Microtargeting in digital advertising has never been better or more important than it is today.
Nationally, 22% of Americans live in what are referred to as “landslide counties.” These are localities where one party can expect to earn 75% or better of the vote — a guaranteed win. Shockingly, landslide counties represent more than 80% of the two-party presidential vote in America.
In the ten 2022 Senate battlegrounds, there are 146 landslide counties and 92% of them were won by the GOP in 2020. However, in total votes, Democrats won with 53% of the actual vote.
Looking at this sorting of counties is yet another lens through which we can experience the growing partisan divide between urban and rural America. Of the super landslide counties nationally (80% or higher), the GOP only has two with a population greater than 50,000, while the Democrats have 22. Trump’s blowouts were concentrated in small, white, rural counties. In Biden’s they were in major cities, college towns, and counties with large percentages of nonwhite voters.
The GOP has a geographically spread-out electorate living outside city cores. While GOP voters exist in urban cores, they are expensive to reach and likely have different concerns from their non-urban counterparts. But reaching rural voters means multiple media markets, local papers with low circulation, and fractured radio and cable penetration. Democrats face a different challenge. Voters are piled on top of each other inside expensive media markets, with high barriers to entry.

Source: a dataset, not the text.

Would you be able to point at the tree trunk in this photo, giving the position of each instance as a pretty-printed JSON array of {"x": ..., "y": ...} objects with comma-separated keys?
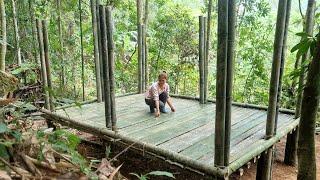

All of these challenges are ready-made for digital. Online advertising can overcome the geographic challenges of a spread-out electorate and reach GOP voters living in urban cores who may not otherwise be targeted. Typically, the concern with digital is reach with quality impressions, but new possibilities offered by OTT/Connected devices allow digital to finally penetrate into television, taking persuasion options far beyond just web video.
In 2020, Donald Trump barely edged out Biden in the 2022 competitive Senate states 50-49 by just one-tenth of a percent, but Trump won just three of the ten states outright leaving Biden with a 7-3 win. Most of Trump’s margin came out of Florida and Ohio. Biden posted a solid win in Colorado leaving AZ, GA, NV, NH, NC, PA, and WI as priority battlegrounds in what is a very competitive Senate map. In all of these states, the margins of victory were less than 75,000 votes.
More than 20% of the nation’s counties gave 80% or more of its two-party presidential votes to either Donald Trump or Joe Biden.
Trump’s blowouts were concentrated in white, rural counties in the greater South, interior West, and Great Plains, while Biden’s were in a smattering of big cities, college towns, and smaller counties with large percentages of heavily Democratic nonwhite voters.
The result is that Trump won his landslide counties by a plurality of 3.2 million votes, while Biden took his 32 super landslide counties by a margin of 4.85 million votes. Put another way: Trump’s averaged less than 5,000 votes per county, while Biden’s average victory exceeded 150,000 votes per county.
Smart campaigns know that some of the most important decisions they will make aren’t about issues, they are about resource allocation. Each side has a limited set of resources (money, volunteers, messages, and time) and must carefully decide how to best use them to drive the greatest impact.
In statewide elections, these tradeoffs can be particularly painful. In a close election, how you target can make all the difference by understanding where placing your limited resources can drive the greatest impact.